The more recent developments in the field of automation also for sewing machines, especially large sewing machine systems, such as multi-needle sewing machines, have resulted in the sewing material being automatically shifted in all directions in the sewing material plane in accordance with mechanical curves or electronic control commands. In this way, any sewing pattern, e.g. slanted check or check pattern or circular arches and circles or contours of any kind. With these automatic sewing machines, it is often no longer possible, particularly in the case of fast sewing machines, to control the displacement of the sewing material in such a way that it only occurs when the needle is not in the sewing good is. The result of this is very often a deflection or bending of the needle in the direction in which the sewing material is moved.

This deflection or bending of the needle is relatively harmless as long as the material is moved parallel to the plane in which the gripper is turned or swiveled. It becomes problematic, however, if the sewing material is guided and conveyed transversely to this gripper movement plane, ie perpendicular to the gripper movement plane or a smaller angle than 90 ^° with a corresponding movement component to this plane. This then also causes the needle to deflect or bend transversely to the gripper movement plane. If the needle deflects or bends away from the hook, so that the distance between the needle and the hook is greater than normal, there is a risk that the thread loop will no longer be caught by the hook tip. The result is skipped stitches and broken threads. If, on the other hand, the deflection or bending of the needle towards the hook occurs, the hook tip can meet the needle tip. This can result in needle breakage and / or injury to the hook tip.

Attempts have already been made to limit these disadvantageous consequences by making the needle hole through which the needle passes and which is located in the support plate for the material, with the aim of guiding the needle better to be able to. However, this again results in a further disadvantage, namely that rapid needle wear results from the lateral friction on the wall of the tap hole. In addition, the needle sharpens during the upward and downward movement in the tap hole, so that it becomes unusable for sewing after a relatively short time.

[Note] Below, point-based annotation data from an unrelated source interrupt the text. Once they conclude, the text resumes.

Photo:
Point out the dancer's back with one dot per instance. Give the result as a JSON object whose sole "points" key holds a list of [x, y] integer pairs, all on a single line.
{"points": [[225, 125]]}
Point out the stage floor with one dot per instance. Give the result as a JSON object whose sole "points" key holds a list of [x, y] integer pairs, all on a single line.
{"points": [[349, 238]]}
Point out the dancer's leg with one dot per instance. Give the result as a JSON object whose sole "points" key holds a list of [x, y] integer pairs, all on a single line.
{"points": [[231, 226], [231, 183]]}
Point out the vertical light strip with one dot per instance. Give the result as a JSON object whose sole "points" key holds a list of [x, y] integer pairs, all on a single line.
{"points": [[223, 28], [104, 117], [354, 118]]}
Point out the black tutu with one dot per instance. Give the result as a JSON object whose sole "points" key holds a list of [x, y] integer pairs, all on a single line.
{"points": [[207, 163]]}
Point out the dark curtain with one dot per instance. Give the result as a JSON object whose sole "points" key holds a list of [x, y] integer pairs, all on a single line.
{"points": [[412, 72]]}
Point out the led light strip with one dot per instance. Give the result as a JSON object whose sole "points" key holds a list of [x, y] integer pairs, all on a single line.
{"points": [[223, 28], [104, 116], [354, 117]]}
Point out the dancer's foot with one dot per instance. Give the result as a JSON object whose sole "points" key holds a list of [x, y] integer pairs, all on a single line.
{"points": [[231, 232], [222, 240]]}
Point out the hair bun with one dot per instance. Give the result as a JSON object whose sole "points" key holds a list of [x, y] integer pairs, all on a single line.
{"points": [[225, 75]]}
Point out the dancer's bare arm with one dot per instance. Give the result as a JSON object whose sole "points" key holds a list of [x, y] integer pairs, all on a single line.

Another attempt to reduce needle deflection has been to increase the cross section of the needle. However, this leads to large puncture holes with an unattractive appearance, and very often to a bursting of the weaving and knitting threads, especially in the case of sensitive sewing material.

In contrast, the invention is based on the object of creating a working method on a sewing machine by means of which sewing disorders, such as thread tearing, skipped stitches, caused by the movement of the sewing material and the deflection of the needle caused thereby, are avoided and the sewing properties, in particular the sewing safety, are substantially increased will.

The object is achieved according to the invention in that the gripper and / or needle holder is displaced in dependence on the needle bending caused by the conveyed material in such a way that the distance between the needle and the plane of movement of the gripper remains essentially the same.

If efforts have so far been taken to take measures to reduce the deflection or bending of the needle or to keep it within limits, the invention is based on the knowledge that the commercially available needles have a great elasticity wherever, that they are relatively small anyway Withstand deflections and bends easily over very long operating times without causing needle breakage. At the Erfin Thus, the elasticity of the sewing needle is used in such a way that small displacements of the sewing material during the time in which the needle is in the sewing material do not cause any injuries to the sewing material, precisely because the needle is smaller by this amount Bending can elastically bend, so it goes with the sewing material.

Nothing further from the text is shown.